Postoperative Rehabilitation Protocols
The success of any tendon-to-bone repair relies heavily on the postoperative rehabilitation protocol. The goal is to apply controlled stress to the healing tendon to promote collagen alignment and prevent adhesions, without exceeding the mechanical yield strength of the repair.
Phase I: Early Protected Motion (0-4 Weeks)
- Immobilization: The limb is placed in a dorsal blocking splint. For flexor tendons, the wrist is typically positioned in 20-30 degrees of flexion, the metacarpophalangeal (MCP) joints in 50-70 degrees of flexion, and the interphalangeal (IP) joints in full extension.
- Motion Protocol: Depending on the rigidity of the repair (suture anchors allow for more aggressive protocols than pull-out wires), a modified Duran (passive flexion and extension) or Kleinert (active extension with dynamic rubber band flexion) protocol is initiated within the first 3 to 5 days.
- Hardware Management: If a pull-out button is used, the site must be kept clean and dry to prevent infection.
Phase II: Intermediate Phase (4-6 Weeks)
- Hardware Removal: For pull-out techniques, the button and sutures are removed at 3 to 4 weeks.
- Active Motion: The dorsal blocking splint is gradually discontinued.

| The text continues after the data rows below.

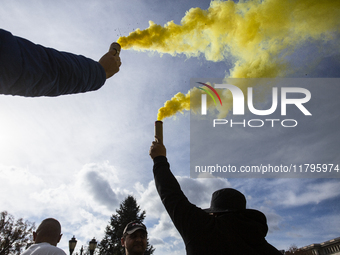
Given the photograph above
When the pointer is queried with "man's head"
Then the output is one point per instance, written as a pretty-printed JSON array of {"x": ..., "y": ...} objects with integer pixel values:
[
  {"x": 134, "y": 238},
  {"x": 226, "y": 200},
  {"x": 49, "y": 231}
]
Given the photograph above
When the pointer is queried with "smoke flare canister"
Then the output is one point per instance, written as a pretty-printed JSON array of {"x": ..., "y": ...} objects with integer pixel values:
[{"x": 159, "y": 130}]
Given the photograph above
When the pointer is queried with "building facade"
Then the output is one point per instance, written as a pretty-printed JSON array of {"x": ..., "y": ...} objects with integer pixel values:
[{"x": 331, "y": 247}]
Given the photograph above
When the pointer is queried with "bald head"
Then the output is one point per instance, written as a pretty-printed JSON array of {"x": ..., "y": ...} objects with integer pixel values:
[{"x": 49, "y": 231}]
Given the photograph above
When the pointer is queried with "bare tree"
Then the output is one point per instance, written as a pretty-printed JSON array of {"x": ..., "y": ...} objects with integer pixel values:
[{"x": 14, "y": 235}]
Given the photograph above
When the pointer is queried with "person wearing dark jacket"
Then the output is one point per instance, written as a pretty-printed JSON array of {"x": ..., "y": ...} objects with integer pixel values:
[
  {"x": 227, "y": 227},
  {"x": 28, "y": 69}
]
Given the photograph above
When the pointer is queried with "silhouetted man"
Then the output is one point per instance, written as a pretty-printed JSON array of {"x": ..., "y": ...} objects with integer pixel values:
[
  {"x": 134, "y": 238},
  {"x": 227, "y": 227},
  {"x": 46, "y": 239}
]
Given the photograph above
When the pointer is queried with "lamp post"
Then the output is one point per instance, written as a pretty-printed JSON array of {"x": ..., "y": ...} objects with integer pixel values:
[
  {"x": 72, "y": 244},
  {"x": 93, "y": 245}
]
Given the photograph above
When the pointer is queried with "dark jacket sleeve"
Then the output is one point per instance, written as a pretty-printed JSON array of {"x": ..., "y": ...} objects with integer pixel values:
[
  {"x": 186, "y": 217},
  {"x": 27, "y": 69}
]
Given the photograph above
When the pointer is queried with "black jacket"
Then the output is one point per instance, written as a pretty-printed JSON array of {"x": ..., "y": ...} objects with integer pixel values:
[
  {"x": 235, "y": 233},
  {"x": 31, "y": 70}
]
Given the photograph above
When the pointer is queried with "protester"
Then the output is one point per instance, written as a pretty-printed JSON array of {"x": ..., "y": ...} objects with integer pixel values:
[
  {"x": 227, "y": 227},
  {"x": 134, "y": 238},
  {"x": 46, "y": 239},
  {"x": 31, "y": 70}
]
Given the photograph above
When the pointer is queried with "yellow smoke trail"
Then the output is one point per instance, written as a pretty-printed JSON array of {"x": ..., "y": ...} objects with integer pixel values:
[{"x": 257, "y": 35}]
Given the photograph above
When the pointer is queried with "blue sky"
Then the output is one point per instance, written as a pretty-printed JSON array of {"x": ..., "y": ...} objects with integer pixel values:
[{"x": 77, "y": 157}]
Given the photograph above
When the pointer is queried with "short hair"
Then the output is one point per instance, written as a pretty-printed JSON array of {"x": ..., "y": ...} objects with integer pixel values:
[{"x": 49, "y": 229}]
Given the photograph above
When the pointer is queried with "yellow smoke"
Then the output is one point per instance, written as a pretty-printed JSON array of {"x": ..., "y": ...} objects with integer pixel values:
[{"x": 257, "y": 35}]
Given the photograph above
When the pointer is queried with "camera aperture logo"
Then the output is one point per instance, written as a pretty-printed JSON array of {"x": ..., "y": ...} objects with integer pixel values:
[{"x": 239, "y": 105}]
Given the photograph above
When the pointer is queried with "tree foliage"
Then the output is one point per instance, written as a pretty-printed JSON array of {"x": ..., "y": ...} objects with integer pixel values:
[
  {"x": 128, "y": 211},
  {"x": 14, "y": 235}
]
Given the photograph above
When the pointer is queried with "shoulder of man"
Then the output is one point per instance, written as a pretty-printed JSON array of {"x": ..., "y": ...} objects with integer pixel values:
[{"x": 43, "y": 249}]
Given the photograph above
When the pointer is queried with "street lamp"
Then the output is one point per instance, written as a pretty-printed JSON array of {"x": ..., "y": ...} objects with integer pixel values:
[
  {"x": 72, "y": 244},
  {"x": 93, "y": 245}
]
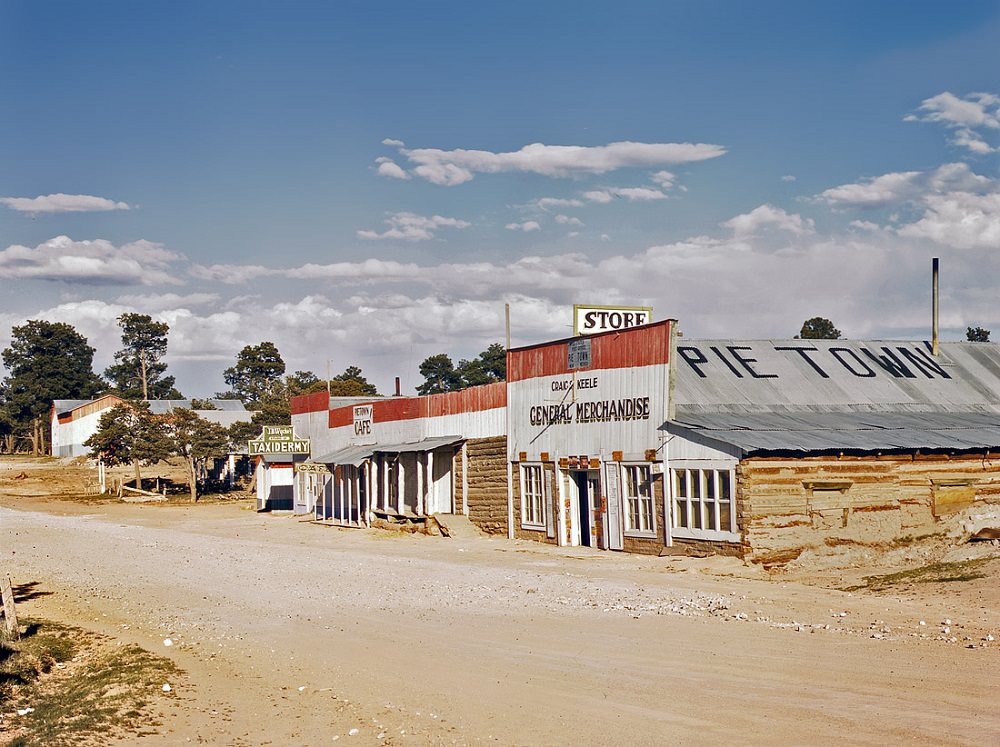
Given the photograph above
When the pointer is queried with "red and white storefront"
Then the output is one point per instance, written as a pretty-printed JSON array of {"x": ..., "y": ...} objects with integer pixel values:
[
  {"x": 585, "y": 444},
  {"x": 398, "y": 457}
]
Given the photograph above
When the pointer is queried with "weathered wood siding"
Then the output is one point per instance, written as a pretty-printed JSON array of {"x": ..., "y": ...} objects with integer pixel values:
[
  {"x": 789, "y": 506},
  {"x": 487, "y": 483}
]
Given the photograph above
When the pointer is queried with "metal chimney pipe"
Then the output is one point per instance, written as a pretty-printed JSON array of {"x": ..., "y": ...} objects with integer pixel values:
[{"x": 934, "y": 308}]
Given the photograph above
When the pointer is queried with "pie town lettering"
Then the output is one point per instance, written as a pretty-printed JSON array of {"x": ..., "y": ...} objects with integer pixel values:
[
  {"x": 865, "y": 362},
  {"x": 601, "y": 411}
]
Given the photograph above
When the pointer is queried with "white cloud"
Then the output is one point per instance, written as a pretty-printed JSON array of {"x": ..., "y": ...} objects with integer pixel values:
[
  {"x": 888, "y": 189},
  {"x": 451, "y": 167},
  {"x": 413, "y": 227},
  {"x": 528, "y": 225},
  {"x": 229, "y": 274},
  {"x": 153, "y": 302},
  {"x": 632, "y": 194},
  {"x": 865, "y": 225},
  {"x": 549, "y": 202},
  {"x": 367, "y": 271},
  {"x": 976, "y": 111},
  {"x": 388, "y": 167},
  {"x": 768, "y": 217},
  {"x": 97, "y": 262},
  {"x": 959, "y": 219},
  {"x": 906, "y": 186},
  {"x": 62, "y": 203},
  {"x": 665, "y": 179}
]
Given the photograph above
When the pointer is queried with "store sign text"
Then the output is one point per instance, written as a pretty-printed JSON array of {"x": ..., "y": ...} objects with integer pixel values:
[
  {"x": 864, "y": 362},
  {"x": 601, "y": 411}
]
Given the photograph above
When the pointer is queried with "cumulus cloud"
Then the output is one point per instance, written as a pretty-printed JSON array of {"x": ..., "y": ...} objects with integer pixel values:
[
  {"x": 632, "y": 194},
  {"x": 388, "y": 167},
  {"x": 550, "y": 202},
  {"x": 865, "y": 225},
  {"x": 665, "y": 179},
  {"x": 966, "y": 116},
  {"x": 413, "y": 227},
  {"x": 152, "y": 302},
  {"x": 906, "y": 186},
  {"x": 452, "y": 167},
  {"x": 769, "y": 217},
  {"x": 97, "y": 262},
  {"x": 960, "y": 219},
  {"x": 62, "y": 203},
  {"x": 229, "y": 274},
  {"x": 528, "y": 225}
]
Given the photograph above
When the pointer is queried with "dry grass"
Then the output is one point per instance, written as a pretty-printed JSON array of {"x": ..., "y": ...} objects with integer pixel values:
[
  {"x": 966, "y": 570},
  {"x": 82, "y": 687}
]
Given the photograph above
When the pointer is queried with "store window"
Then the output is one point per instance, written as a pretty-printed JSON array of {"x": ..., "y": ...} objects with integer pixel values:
[
  {"x": 532, "y": 497},
  {"x": 639, "y": 516},
  {"x": 703, "y": 503}
]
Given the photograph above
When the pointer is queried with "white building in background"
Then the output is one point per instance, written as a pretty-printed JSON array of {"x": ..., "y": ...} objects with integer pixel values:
[{"x": 76, "y": 420}]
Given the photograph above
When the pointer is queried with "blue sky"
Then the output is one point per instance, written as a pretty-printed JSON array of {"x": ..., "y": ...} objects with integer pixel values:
[{"x": 369, "y": 184}]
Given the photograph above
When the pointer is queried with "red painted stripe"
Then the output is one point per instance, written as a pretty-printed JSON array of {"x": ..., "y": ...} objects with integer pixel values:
[
  {"x": 473, "y": 399},
  {"x": 638, "y": 346},
  {"x": 315, "y": 402}
]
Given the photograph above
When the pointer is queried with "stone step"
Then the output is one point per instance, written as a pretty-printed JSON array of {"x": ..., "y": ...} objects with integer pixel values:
[{"x": 458, "y": 526}]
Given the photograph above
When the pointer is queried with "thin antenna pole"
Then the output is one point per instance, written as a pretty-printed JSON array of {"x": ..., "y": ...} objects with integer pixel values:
[
  {"x": 935, "y": 347},
  {"x": 506, "y": 309}
]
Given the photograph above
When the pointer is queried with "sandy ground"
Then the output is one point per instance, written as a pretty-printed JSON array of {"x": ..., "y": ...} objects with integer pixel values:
[{"x": 293, "y": 633}]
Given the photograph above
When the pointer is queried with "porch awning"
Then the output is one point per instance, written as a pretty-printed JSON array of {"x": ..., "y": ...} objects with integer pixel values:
[
  {"x": 427, "y": 444},
  {"x": 352, "y": 455}
]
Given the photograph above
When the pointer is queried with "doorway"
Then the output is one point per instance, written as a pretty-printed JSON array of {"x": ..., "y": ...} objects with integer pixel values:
[{"x": 588, "y": 485}]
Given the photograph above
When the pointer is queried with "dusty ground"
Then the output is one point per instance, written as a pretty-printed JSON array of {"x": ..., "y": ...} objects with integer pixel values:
[{"x": 297, "y": 634}]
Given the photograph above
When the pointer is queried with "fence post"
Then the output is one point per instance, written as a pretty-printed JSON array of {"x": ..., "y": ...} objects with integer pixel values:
[{"x": 9, "y": 615}]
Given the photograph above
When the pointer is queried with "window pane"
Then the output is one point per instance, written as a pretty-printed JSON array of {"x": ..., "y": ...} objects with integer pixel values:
[
  {"x": 696, "y": 493},
  {"x": 724, "y": 488},
  {"x": 725, "y": 517}
]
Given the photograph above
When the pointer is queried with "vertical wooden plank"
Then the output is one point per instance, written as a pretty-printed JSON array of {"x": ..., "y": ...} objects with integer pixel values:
[
  {"x": 9, "y": 613},
  {"x": 422, "y": 484},
  {"x": 465, "y": 478}
]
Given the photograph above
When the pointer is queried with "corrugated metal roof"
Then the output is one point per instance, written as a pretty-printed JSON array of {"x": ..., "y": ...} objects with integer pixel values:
[
  {"x": 66, "y": 405},
  {"x": 353, "y": 455},
  {"x": 843, "y": 431},
  {"x": 835, "y": 375},
  {"x": 427, "y": 444}
]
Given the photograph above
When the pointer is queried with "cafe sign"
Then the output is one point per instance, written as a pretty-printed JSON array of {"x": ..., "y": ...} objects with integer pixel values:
[{"x": 279, "y": 439}]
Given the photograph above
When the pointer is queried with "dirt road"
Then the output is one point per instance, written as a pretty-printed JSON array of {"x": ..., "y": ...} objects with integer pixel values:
[{"x": 298, "y": 634}]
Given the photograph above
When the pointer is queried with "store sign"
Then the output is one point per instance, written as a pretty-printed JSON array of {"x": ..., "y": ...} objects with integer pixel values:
[
  {"x": 321, "y": 469},
  {"x": 278, "y": 439},
  {"x": 589, "y": 320},
  {"x": 364, "y": 416},
  {"x": 578, "y": 354}
]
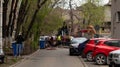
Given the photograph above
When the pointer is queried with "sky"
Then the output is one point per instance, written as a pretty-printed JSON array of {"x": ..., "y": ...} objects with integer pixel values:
[{"x": 78, "y": 3}]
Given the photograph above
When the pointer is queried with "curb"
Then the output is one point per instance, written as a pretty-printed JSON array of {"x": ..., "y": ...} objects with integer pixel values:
[
  {"x": 25, "y": 58},
  {"x": 82, "y": 61}
]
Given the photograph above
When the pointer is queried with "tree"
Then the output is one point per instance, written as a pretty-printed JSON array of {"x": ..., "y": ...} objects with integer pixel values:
[{"x": 93, "y": 12}]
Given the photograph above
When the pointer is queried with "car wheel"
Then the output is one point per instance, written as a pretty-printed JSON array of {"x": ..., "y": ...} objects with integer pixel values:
[
  {"x": 100, "y": 59},
  {"x": 70, "y": 51},
  {"x": 89, "y": 56}
]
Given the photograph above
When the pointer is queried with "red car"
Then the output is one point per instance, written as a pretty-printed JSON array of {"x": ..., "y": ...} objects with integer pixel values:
[
  {"x": 102, "y": 49},
  {"x": 89, "y": 48}
]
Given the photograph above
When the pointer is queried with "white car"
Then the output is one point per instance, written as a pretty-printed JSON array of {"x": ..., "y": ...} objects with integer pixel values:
[
  {"x": 114, "y": 58},
  {"x": 74, "y": 48}
]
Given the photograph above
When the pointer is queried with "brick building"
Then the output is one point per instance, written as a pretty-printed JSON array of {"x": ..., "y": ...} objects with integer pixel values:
[{"x": 115, "y": 18}]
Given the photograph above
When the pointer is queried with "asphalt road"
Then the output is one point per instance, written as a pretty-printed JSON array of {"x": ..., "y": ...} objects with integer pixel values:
[
  {"x": 54, "y": 58},
  {"x": 50, "y": 58}
]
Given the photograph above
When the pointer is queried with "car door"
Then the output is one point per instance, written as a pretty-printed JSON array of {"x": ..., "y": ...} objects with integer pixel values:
[{"x": 111, "y": 45}]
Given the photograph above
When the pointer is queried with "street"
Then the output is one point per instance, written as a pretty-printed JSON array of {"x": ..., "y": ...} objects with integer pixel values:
[{"x": 54, "y": 58}]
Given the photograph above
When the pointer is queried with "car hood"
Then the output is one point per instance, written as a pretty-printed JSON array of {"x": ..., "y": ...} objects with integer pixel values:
[
  {"x": 75, "y": 45},
  {"x": 115, "y": 51}
]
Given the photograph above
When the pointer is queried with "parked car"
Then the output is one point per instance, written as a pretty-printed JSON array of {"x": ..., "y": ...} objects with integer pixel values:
[
  {"x": 102, "y": 49},
  {"x": 2, "y": 56},
  {"x": 114, "y": 58},
  {"x": 74, "y": 48},
  {"x": 89, "y": 48}
]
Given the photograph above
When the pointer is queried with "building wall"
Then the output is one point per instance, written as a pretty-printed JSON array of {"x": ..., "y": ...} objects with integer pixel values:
[{"x": 115, "y": 22}]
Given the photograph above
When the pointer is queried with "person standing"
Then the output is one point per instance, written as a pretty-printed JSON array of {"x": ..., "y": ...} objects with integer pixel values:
[{"x": 19, "y": 43}]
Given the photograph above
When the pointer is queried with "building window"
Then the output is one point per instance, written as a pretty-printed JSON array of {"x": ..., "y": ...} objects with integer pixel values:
[{"x": 118, "y": 17}]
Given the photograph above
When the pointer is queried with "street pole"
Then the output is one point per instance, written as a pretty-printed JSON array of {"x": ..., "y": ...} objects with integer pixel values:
[
  {"x": 71, "y": 16},
  {"x": 1, "y": 10}
]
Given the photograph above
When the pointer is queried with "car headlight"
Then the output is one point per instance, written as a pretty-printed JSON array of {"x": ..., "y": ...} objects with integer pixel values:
[{"x": 116, "y": 55}]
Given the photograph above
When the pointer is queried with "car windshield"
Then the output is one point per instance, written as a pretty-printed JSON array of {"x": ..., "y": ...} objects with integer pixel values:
[
  {"x": 78, "y": 40},
  {"x": 113, "y": 43}
]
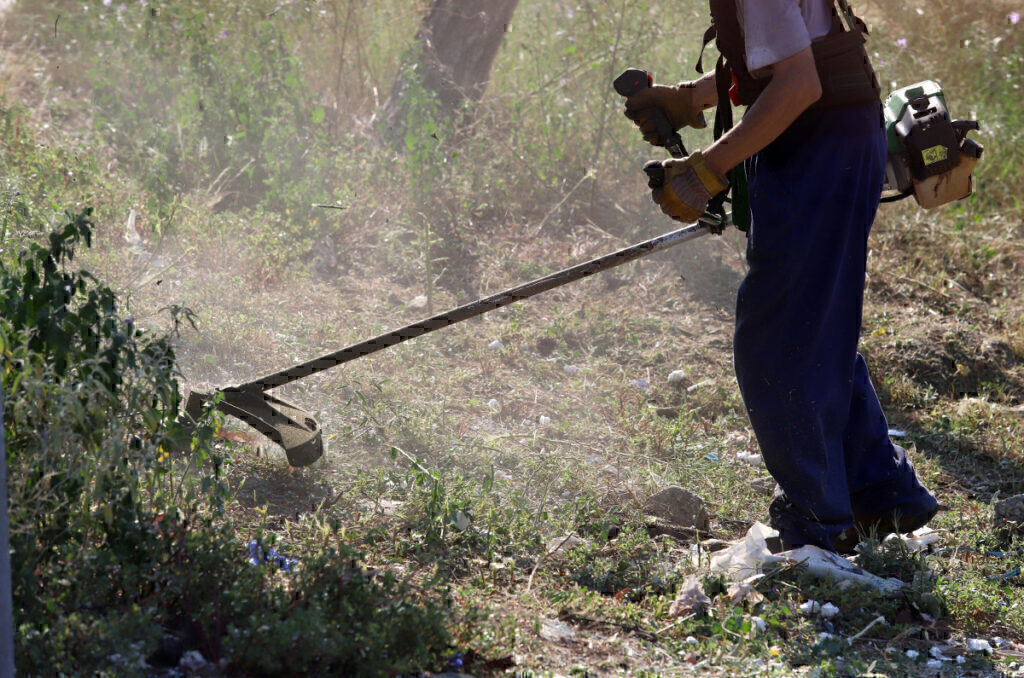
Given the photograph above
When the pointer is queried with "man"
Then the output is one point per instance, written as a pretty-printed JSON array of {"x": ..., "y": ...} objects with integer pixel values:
[{"x": 814, "y": 177}]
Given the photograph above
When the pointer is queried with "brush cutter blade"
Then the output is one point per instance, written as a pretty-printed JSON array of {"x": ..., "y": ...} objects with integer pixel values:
[{"x": 291, "y": 427}]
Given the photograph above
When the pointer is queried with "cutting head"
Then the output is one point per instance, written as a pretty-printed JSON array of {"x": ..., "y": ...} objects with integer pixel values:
[{"x": 291, "y": 427}]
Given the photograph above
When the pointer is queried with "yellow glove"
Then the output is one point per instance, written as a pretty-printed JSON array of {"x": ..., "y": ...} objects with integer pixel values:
[
  {"x": 675, "y": 100},
  {"x": 689, "y": 183}
]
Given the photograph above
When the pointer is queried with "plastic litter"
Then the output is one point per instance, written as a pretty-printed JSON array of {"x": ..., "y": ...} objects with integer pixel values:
[
  {"x": 819, "y": 562},
  {"x": 745, "y": 558},
  {"x": 810, "y": 607},
  {"x": 257, "y": 555},
  {"x": 919, "y": 540},
  {"x": 750, "y": 458}
]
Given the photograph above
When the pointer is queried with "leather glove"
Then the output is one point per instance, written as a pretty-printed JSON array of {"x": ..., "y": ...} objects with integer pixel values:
[
  {"x": 675, "y": 100},
  {"x": 689, "y": 183}
]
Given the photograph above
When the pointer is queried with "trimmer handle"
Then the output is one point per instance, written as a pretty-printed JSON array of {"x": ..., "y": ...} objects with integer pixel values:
[
  {"x": 655, "y": 173},
  {"x": 633, "y": 81}
]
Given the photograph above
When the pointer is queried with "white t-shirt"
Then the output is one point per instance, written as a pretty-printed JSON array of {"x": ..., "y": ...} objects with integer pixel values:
[{"x": 774, "y": 30}]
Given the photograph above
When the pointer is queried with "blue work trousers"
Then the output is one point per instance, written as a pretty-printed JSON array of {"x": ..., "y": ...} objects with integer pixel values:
[{"x": 822, "y": 434}]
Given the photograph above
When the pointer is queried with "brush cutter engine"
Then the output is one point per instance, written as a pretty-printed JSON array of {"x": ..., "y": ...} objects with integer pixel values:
[{"x": 930, "y": 156}]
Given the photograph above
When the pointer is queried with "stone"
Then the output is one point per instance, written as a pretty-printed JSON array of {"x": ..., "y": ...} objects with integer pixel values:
[
  {"x": 1010, "y": 510},
  {"x": 765, "y": 485},
  {"x": 562, "y": 545},
  {"x": 690, "y": 600},
  {"x": 556, "y": 631},
  {"x": 679, "y": 507}
]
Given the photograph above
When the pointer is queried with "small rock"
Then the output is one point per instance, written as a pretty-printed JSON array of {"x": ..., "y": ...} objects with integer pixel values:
[
  {"x": 677, "y": 377},
  {"x": 691, "y": 598},
  {"x": 556, "y": 631},
  {"x": 679, "y": 507},
  {"x": 979, "y": 645},
  {"x": 546, "y": 346},
  {"x": 642, "y": 384},
  {"x": 561, "y": 545},
  {"x": 765, "y": 485},
  {"x": 1010, "y": 510}
]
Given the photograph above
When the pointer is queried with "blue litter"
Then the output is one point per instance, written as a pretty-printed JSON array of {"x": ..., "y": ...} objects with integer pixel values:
[{"x": 257, "y": 555}]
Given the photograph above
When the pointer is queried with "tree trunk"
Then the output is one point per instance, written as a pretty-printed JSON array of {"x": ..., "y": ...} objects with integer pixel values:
[{"x": 456, "y": 46}]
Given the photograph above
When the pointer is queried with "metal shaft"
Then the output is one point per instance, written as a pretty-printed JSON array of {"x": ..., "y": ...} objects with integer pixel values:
[{"x": 481, "y": 306}]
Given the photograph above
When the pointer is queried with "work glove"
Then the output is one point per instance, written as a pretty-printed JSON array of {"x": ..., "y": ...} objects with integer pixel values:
[
  {"x": 689, "y": 183},
  {"x": 675, "y": 100}
]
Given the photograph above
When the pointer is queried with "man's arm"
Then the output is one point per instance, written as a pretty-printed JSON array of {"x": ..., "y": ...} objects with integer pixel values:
[{"x": 794, "y": 87}]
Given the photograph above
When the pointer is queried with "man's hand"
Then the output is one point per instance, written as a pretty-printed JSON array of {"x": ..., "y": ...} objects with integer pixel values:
[
  {"x": 689, "y": 183},
  {"x": 679, "y": 102}
]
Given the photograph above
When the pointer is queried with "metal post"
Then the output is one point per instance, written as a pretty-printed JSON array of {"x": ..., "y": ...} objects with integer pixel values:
[{"x": 6, "y": 604}]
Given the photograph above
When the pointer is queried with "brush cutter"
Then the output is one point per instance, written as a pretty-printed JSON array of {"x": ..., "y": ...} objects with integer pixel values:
[{"x": 298, "y": 432}]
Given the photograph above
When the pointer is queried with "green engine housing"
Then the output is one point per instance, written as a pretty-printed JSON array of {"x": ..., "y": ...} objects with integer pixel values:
[{"x": 924, "y": 140}]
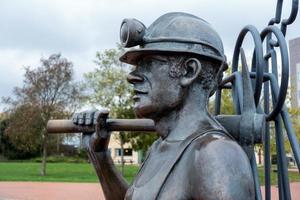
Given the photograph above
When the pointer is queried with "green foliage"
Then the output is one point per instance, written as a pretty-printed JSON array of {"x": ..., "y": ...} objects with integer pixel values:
[
  {"x": 48, "y": 91},
  {"x": 57, "y": 172},
  {"x": 22, "y": 138}
]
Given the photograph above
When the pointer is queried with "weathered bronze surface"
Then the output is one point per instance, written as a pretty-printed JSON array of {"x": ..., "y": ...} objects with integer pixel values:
[{"x": 178, "y": 66}]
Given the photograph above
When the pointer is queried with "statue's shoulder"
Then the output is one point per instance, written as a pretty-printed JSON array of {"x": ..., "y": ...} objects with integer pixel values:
[
  {"x": 218, "y": 145},
  {"x": 220, "y": 167}
]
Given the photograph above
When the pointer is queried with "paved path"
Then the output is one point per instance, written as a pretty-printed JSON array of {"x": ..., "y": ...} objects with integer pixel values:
[
  {"x": 50, "y": 191},
  {"x": 75, "y": 191}
]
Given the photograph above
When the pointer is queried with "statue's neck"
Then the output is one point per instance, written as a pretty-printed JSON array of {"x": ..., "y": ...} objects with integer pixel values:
[{"x": 191, "y": 117}]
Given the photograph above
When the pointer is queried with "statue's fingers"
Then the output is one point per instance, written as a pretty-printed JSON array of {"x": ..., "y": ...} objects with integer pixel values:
[
  {"x": 89, "y": 117},
  {"x": 81, "y": 118},
  {"x": 75, "y": 118}
]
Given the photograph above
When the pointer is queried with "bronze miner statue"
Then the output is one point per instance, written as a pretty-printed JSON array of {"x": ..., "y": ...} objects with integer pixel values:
[{"x": 178, "y": 66}]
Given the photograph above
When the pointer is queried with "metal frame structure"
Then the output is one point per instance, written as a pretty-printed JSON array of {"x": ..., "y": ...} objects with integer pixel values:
[{"x": 264, "y": 75}]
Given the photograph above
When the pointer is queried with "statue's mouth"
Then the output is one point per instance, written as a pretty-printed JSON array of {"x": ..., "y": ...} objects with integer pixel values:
[{"x": 138, "y": 93}]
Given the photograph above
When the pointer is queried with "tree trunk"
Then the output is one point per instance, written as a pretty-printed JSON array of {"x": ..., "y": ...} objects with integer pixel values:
[
  {"x": 122, "y": 151},
  {"x": 44, "y": 158},
  {"x": 58, "y": 145},
  {"x": 259, "y": 156}
]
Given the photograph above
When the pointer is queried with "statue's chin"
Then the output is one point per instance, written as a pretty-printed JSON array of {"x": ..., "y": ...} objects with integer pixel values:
[{"x": 144, "y": 111}]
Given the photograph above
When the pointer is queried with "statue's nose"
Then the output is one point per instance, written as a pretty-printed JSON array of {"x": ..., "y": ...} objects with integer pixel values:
[{"x": 132, "y": 78}]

Active place-and-hold exercises are transitioned to active composite fist making.
- Adhesion Management: Tendon gliding exercises are emphasized to differentiate FDS and FDP excursion.
Phase III: Strengthening (6-12 Weeks)
- Resistance: Gentle progressive resistance exercises are initiated at 6 to 8 weeks.
- Return to Activity: Unrestricted heavy lifting and return to contact sports are typically delayed until 10 to 12 weeks postoperatively, allowing the Sharpey's fibers to fully mature and integrate into the cortical bone.
Conclusion
Mastery of tendon-to-bone attachment techniques is essential for the operative orthopaedic surgeon. While the classic pull-out wire technique laid the foundation for tendon repair, modern modifications—such as the antegrade pull-out loop and the use of suture anchors—have significantly reduced postoperative complications and improved biomechanical stability. Furthermore, a thorough understanding of the biomechanics of partial tendon lacerations allows surgeons to avoid unnecessary interventions, thereby minimizing the risk of iatrogenic triggering and adhesions. Through meticulous bony preparation, precise surgical execution, and rigorous postoperative rehabilitation, surgeons can consistently achieve excellent functional outcomes in these complex injuries.